The day worsens from there. When I get back to my car where I left my phone, I have a million texts. I have a hair appointmen­t in 30 minutes, so I decide I have plenty of time to sit in my car and try to answer them. Brother and I get into a deep discussion of basically all the ways I am doing a bad job as a single parent, and I don’t realize it is now 9:33 a.m. and my hair appointmen­t was at 9:30. So I speed to my appointmen­t, answering the angelic Shanda, stylist extraordin­aire and friend of 100 years, who has texted me to ask if I am on the way.

Mercifully, the hair goes well. I told Shanda I am tired of being platinum blonde and can she please add some yellow blonde streaks or something. I show her pictures of models I want to look like. She is unfazed, says of course she can do that, and works some voodoo magic on the hair that has always been my enemy.

When she gets done, I am beautiful. All the other people in the shop are shocked and awed. She is sure she is the best stylist on Earth, and I look exactly like those models, and we are both very happy with ourselves. So I leave thinking I am the stuff, and my hair is all ready to dazzle at Adelaide’s athletic banquet coming up that evening, which is of course helpful because I have to face a gaggle of people who don’t know whether to pity me because I am divorced or judge me as some kind of Jezebel. I can’t help them, but at least I can have good hair to get me through the evening.

Except when I am at the bank after getting my hair done Stella texts me, “Mom Mom Mom! I need a white T-shirt for Creative Writing next hour! Can you please go get me one and bring it size youth large hurry!” I say, “Of course I will be there in a minute.” And I go find a shirt at Dollar Tree for $5 and run it out to her campus in Altus, and finally drive home at 12:30 p.m. after also going back to the bank.

I stop at the mailbox. I would usually leave my car door open because I must pull into my driveway and get out and get the mail. But I close it because Mugsy is in there. Still. No doubt regretting his assertiven­ess about getting in the car when it was early morning, and he had no idea all the errands that lay ahead.

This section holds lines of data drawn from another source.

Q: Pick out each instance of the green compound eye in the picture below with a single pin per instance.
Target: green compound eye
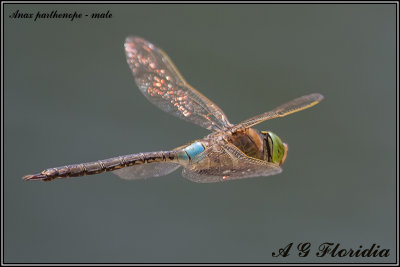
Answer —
(278, 149)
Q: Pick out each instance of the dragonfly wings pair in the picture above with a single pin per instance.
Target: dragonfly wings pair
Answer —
(215, 158)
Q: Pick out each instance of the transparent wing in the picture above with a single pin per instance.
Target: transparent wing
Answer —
(160, 81)
(293, 106)
(226, 162)
(143, 171)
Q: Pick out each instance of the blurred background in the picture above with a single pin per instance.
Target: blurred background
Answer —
(70, 98)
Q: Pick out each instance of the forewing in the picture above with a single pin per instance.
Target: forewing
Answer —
(160, 81)
(293, 106)
(143, 171)
(226, 162)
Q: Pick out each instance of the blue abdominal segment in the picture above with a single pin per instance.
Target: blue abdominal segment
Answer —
(193, 150)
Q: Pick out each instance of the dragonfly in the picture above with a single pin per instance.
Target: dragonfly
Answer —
(229, 152)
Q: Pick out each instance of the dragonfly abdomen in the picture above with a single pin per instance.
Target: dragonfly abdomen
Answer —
(105, 165)
(192, 150)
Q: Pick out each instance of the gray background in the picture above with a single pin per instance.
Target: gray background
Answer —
(70, 97)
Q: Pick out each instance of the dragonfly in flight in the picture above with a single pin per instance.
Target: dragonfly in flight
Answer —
(229, 152)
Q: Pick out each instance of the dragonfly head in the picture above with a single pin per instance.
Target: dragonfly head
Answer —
(276, 148)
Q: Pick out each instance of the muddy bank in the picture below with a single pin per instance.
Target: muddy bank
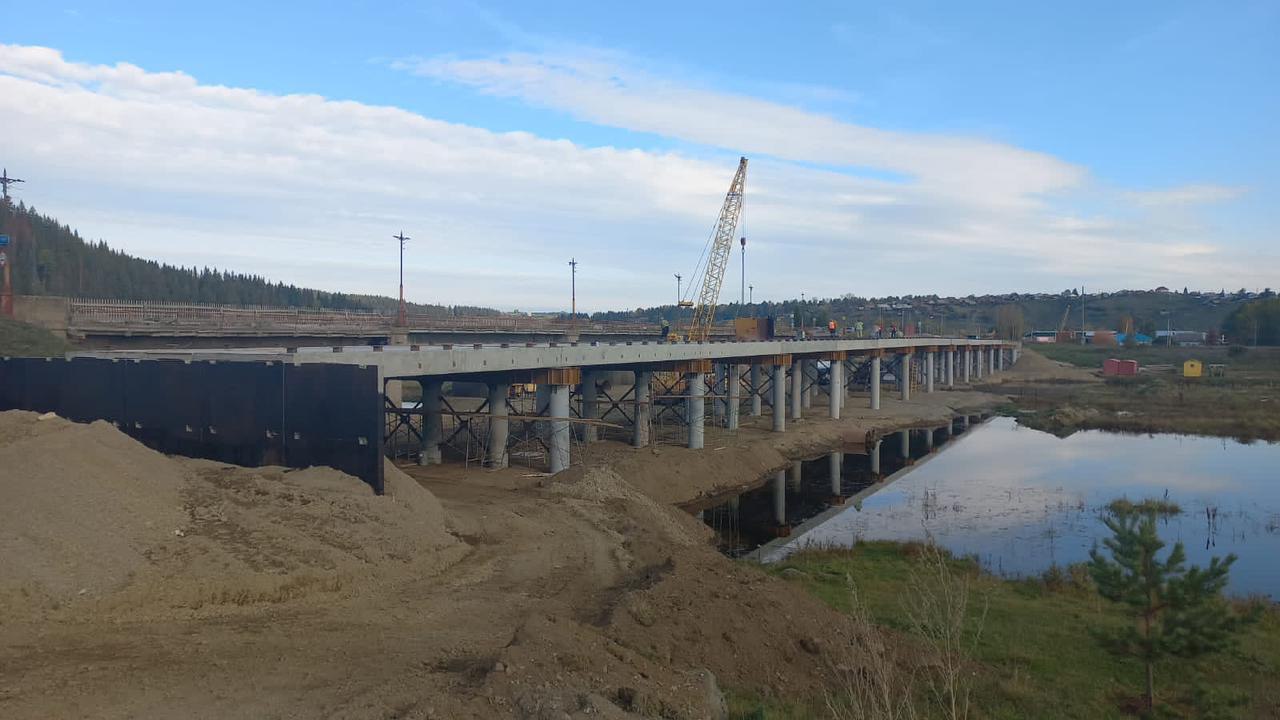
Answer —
(1243, 406)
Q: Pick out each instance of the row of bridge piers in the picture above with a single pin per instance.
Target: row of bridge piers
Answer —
(576, 406)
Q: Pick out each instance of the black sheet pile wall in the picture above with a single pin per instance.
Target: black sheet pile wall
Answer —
(243, 413)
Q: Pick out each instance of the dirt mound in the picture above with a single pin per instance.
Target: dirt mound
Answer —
(82, 509)
(91, 518)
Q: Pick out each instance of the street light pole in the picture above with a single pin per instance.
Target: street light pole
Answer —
(402, 318)
(743, 295)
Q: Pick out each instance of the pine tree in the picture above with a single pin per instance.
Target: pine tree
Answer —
(1178, 611)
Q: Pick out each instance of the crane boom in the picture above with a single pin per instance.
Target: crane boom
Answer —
(717, 260)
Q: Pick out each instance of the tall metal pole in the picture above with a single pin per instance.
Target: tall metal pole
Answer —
(741, 299)
(572, 281)
(402, 318)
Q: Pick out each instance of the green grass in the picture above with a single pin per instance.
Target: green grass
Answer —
(19, 340)
(1156, 505)
(1037, 656)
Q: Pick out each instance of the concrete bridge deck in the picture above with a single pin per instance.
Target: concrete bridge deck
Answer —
(476, 359)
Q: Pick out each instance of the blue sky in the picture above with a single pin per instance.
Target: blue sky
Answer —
(923, 147)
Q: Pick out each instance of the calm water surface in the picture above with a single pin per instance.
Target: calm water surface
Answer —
(1022, 500)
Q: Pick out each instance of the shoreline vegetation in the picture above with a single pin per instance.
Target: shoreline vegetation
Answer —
(947, 632)
(1243, 404)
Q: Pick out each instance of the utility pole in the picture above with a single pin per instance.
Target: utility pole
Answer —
(5, 181)
(402, 317)
(7, 288)
(741, 299)
(572, 281)
(1083, 302)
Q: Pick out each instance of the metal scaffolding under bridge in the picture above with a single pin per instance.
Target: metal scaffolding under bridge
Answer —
(543, 405)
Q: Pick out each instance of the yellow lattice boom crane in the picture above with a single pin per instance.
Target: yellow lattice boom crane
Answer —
(717, 259)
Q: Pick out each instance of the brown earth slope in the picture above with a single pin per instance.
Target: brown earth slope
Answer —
(140, 586)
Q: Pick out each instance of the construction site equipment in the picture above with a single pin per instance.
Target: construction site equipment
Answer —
(717, 254)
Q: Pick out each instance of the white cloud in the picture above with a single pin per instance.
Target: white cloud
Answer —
(968, 169)
(1184, 195)
(309, 190)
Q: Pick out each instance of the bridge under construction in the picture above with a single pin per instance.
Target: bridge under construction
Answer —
(485, 404)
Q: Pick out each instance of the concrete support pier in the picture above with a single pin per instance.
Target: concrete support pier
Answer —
(833, 468)
(754, 378)
(796, 390)
(904, 381)
(498, 425)
(643, 410)
(780, 399)
(696, 408)
(558, 440)
(433, 431)
(780, 499)
(590, 405)
(874, 382)
(734, 391)
(807, 372)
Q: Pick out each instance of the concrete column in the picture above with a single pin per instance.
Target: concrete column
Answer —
(643, 410)
(807, 374)
(696, 408)
(876, 373)
(833, 388)
(904, 381)
(796, 390)
(755, 390)
(558, 437)
(717, 396)
(433, 428)
(780, 399)
(735, 404)
(780, 497)
(498, 424)
(590, 405)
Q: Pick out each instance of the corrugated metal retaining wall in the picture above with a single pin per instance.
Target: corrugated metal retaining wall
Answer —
(243, 413)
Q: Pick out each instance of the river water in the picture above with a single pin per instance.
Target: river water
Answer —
(1022, 500)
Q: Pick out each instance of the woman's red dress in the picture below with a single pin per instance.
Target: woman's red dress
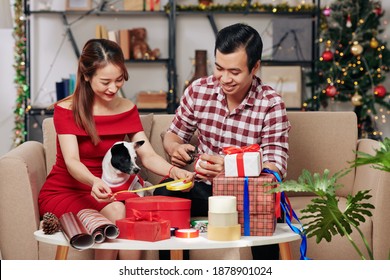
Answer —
(61, 193)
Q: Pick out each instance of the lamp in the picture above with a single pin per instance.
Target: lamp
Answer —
(5, 14)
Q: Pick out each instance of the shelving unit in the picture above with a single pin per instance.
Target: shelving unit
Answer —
(170, 61)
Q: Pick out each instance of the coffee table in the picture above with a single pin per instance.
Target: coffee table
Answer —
(283, 235)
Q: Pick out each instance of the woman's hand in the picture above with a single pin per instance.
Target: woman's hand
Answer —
(101, 192)
(178, 173)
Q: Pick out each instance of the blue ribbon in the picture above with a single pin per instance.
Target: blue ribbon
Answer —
(289, 212)
(246, 208)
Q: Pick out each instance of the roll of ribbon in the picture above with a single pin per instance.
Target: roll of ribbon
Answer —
(187, 233)
(222, 204)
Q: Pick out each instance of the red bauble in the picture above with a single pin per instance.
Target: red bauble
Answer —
(327, 55)
(380, 91)
(331, 91)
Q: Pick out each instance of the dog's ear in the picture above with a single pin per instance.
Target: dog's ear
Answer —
(120, 158)
(138, 144)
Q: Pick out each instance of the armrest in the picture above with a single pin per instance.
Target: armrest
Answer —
(22, 173)
(368, 178)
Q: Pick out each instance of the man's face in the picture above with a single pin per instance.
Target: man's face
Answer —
(232, 72)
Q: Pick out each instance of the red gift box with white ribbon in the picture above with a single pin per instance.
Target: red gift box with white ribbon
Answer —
(243, 161)
(144, 226)
(174, 209)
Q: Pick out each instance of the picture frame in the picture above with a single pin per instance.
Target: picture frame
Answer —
(78, 5)
(285, 80)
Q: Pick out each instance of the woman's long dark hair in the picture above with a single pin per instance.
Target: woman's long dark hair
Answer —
(96, 54)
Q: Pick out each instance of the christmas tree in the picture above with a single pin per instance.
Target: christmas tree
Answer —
(353, 63)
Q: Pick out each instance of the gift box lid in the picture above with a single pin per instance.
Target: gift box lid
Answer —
(157, 203)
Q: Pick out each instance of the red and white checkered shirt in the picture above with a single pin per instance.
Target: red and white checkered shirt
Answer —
(260, 118)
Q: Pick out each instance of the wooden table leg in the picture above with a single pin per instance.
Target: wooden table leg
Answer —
(176, 254)
(285, 251)
(62, 252)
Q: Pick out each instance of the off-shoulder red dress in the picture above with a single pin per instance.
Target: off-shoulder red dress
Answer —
(61, 193)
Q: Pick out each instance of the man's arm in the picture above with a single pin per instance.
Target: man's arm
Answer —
(177, 149)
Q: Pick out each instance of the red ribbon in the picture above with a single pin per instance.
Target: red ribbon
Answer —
(239, 150)
(240, 155)
(145, 216)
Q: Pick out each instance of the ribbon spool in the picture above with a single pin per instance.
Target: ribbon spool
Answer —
(187, 233)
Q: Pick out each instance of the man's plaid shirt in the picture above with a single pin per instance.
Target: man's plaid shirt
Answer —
(260, 118)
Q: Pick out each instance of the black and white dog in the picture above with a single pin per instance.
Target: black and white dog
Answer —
(119, 166)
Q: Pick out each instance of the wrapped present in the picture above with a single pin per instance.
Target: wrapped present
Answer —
(174, 209)
(144, 226)
(134, 5)
(152, 5)
(255, 206)
(245, 161)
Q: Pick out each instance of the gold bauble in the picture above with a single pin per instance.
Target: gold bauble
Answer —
(357, 99)
(374, 43)
(356, 49)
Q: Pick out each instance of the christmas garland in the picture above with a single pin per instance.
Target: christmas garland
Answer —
(244, 6)
(22, 88)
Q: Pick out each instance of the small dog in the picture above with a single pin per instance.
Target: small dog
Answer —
(120, 167)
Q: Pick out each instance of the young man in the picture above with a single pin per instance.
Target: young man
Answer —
(232, 107)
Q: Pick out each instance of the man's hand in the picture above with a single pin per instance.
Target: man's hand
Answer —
(209, 166)
(181, 154)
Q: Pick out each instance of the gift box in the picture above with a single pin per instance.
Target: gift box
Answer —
(134, 5)
(245, 161)
(256, 214)
(146, 226)
(152, 5)
(174, 209)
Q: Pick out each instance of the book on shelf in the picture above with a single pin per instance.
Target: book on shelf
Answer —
(86, 228)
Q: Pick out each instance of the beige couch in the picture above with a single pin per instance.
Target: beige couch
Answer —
(318, 140)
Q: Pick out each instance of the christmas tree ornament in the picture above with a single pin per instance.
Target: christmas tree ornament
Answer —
(327, 55)
(356, 48)
(50, 224)
(331, 90)
(327, 11)
(374, 43)
(378, 11)
(380, 91)
(357, 99)
(348, 22)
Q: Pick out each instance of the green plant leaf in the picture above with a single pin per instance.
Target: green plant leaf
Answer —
(381, 160)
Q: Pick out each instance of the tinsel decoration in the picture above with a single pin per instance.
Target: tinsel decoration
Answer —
(50, 223)
(22, 89)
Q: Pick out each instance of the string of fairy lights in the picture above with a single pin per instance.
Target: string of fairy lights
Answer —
(22, 104)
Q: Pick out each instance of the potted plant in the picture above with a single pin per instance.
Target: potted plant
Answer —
(324, 217)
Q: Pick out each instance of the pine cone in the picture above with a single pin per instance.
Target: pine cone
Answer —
(50, 224)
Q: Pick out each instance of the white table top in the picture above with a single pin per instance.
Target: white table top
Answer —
(282, 234)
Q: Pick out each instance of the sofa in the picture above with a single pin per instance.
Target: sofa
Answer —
(318, 141)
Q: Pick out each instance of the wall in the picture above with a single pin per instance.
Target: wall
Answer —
(54, 58)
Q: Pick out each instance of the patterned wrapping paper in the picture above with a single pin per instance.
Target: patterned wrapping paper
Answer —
(262, 204)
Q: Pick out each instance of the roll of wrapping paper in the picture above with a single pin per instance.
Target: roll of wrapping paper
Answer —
(75, 232)
(229, 233)
(94, 222)
(187, 233)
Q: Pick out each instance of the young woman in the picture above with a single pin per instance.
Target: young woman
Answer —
(88, 123)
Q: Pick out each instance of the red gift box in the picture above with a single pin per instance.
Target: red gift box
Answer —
(145, 226)
(262, 220)
(174, 209)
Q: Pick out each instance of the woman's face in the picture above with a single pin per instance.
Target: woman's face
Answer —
(106, 82)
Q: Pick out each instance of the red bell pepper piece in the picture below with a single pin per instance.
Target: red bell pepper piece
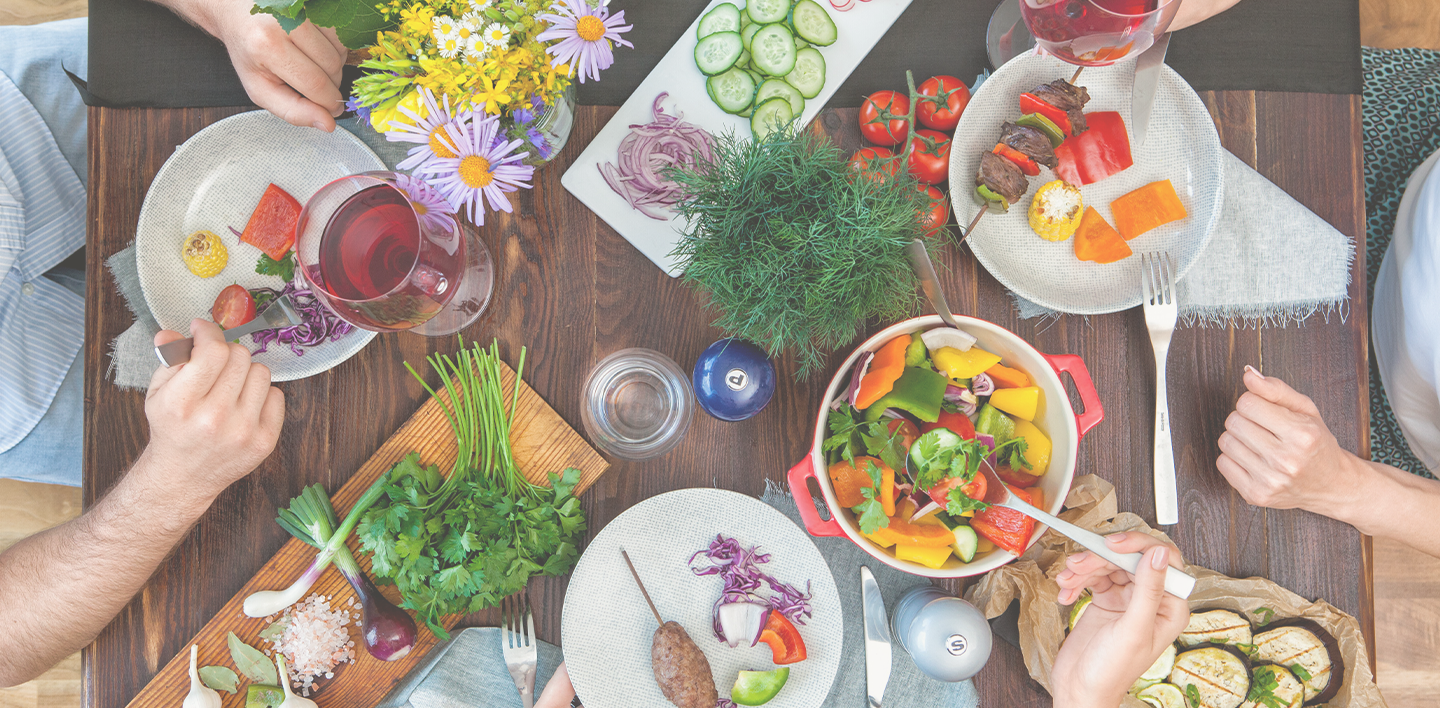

I don’t want him to follow me and get run over on the highway where my mailbox is. I leave the car running with the air on, and my phone in there, because who would take her phone to the mailbox? I get the mail, which is junk except for one graduation announceme­nt of a kid whose parents I love, and walk back to the car.

It is locked. Mugsy has locked it. I sweet-talk him, begging him to step on the button again and unlock it, but he just stares at me like why am I not opening the door and getting in and taking him home where he never wants to leave again? Has he not been through enough?

I engage the futile exercise of checking all of the doors and start praying God will send my parents down the driveway. Perhaps the sudden hankering for a Dari-Delite burger for lunch. A check of the cows on their side-by-side. I’ll take anything. Or send my niece Sophia on one of her Sonic drink runs now that she is finished with school early as a senior. No one comes.

Thus I begin walking, mail in hand, the mile to my house on our gravel driveway. It is hot and muggy. I am wearing a sweatshirt and long pants because it was cool this morning when I left home so long ago. By the time I start up the hill I consider disrobing since no one is likely to see me. Instead, I soldier on in fear of the random FedEx man. My new hair color streams down my face like a blonde Rudy Giuliani. Finally home, I grab my spare key and turn around for the second mile back to go rescue Mugsy.

Later I call my mom to tell her this story. She and Dad are in the truck coming back from Paris where they have obtained two new chairs she spied on Facebook Marketplac­e. They get a kick out of my tale of woe.

My dad says it sounds like a column to him. My mom says, “I just read the story of Joseph in the Bible this morning and I think you are like him. Highly favored by God.” I tell her God has a funny way of showing it sometimes. She says Joseph probably thought that too.